Irene Zabytko once told CA: "Like many other writers, I was an avid reader as child. The magical transformation from reader into writer happened by accident when the Chicago Public Library had a book sale one year. I was twelve or so at the time and remember traveling downtown from my very insular neighborhood expressly for this event. One of the books I spent my allowance on was an autobiography by Edna Ferber, A Peculiar Treasure. It was a beautifully printed book with a fancy blue leather cover and several pictures of her with famous people. But what was so amazing was the idea that a woman—a single woman at that—had actually made a living as a successful and well-respected writer. I was also impressed with her penthouse apartment with a rooftop garden where she entertained famous celebrity friends. For a kid who grew up in a very tough inner city neighborhood, her book was a serendipitous revelation that such a life is possible. I still believe in its possibility.

"I write about Ukrainians in America and in Ukraine because I find them fascinating. Early on in my writing life, I wanted to write about ‘Americans’ whoever they were. I grew up in a very Ukrainian-American neighborhood in Chicago, and attended Ukrainian schools, churches, and summer camps, so that by the time I attended college, I wanted to discard that identity and be a real American. Ironically, everyone else was so charmed by my ethnicity and amazed I was born in Chicago and not in Ukraine. I found that very confusing, and more so when I tried to write stories with characters named Debbie or Ken—which never worked. Then, after reading Flannery O'Connor's Mystery and Manners, I realized that, as she said, ‘you have to know your people.’ I certainly know these Ukrainians, and once I figured that out, the stories about them came easily and I'm still writing about people with names like Yurko and Marusia because they are who I know best to write about.

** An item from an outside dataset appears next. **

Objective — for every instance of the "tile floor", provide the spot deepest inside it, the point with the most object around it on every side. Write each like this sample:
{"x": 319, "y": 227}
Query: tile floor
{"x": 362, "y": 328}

"Primarily, what influences my work is the story. Ethnicity is important, but even such anthropological observations have to transcend to allow the story to get through for the reader—whoever he or she is in the world—to become involved with and maybe be changed for having read the book or story. For instance, The Sky Unwashed is certainly about a very well-known historical catastrophe, Chernobyl, and about a group of old women who return to their deserted village in the contaminated zone around the plant. However, it's my hope that the story also illustrates the tenacity of people surviving cataclysmic events; how they grow despite the odds. That's the transcendence I always hope to find and experience as both a writer and reader.

"There are so many writers who have influenced my work, I hesitate to begin naming them all.

"I have no writing process. I write a lot, and when I don't I become fidgety, and out-of-sorts, and irritating to be around because writing is what I should be doing, and I'm probably not doing it because I'm doing other things that are banal and time-wasters, but which need to be done (like food shopping and bill paying, or updating my resume)."

BIOGRAPHICAL AND CRITICAL SOURCES:

PERIODICALS

Booklist, February 15, 2000, review of The Sky Unwashed.

Kirkus Reviews, March 15, 2000, review of The Sky Unwashed.

Library Journal, March 1, 2000, review of The Sky Unwashed.

Publishers Weekly, February 21, 2000, review of The Sky Unwashed.

Ukrainian Weekly, April 23, 2000, "Ukrainian American's Novel Tells Story of Chernobyl's Aftermath," p. 7.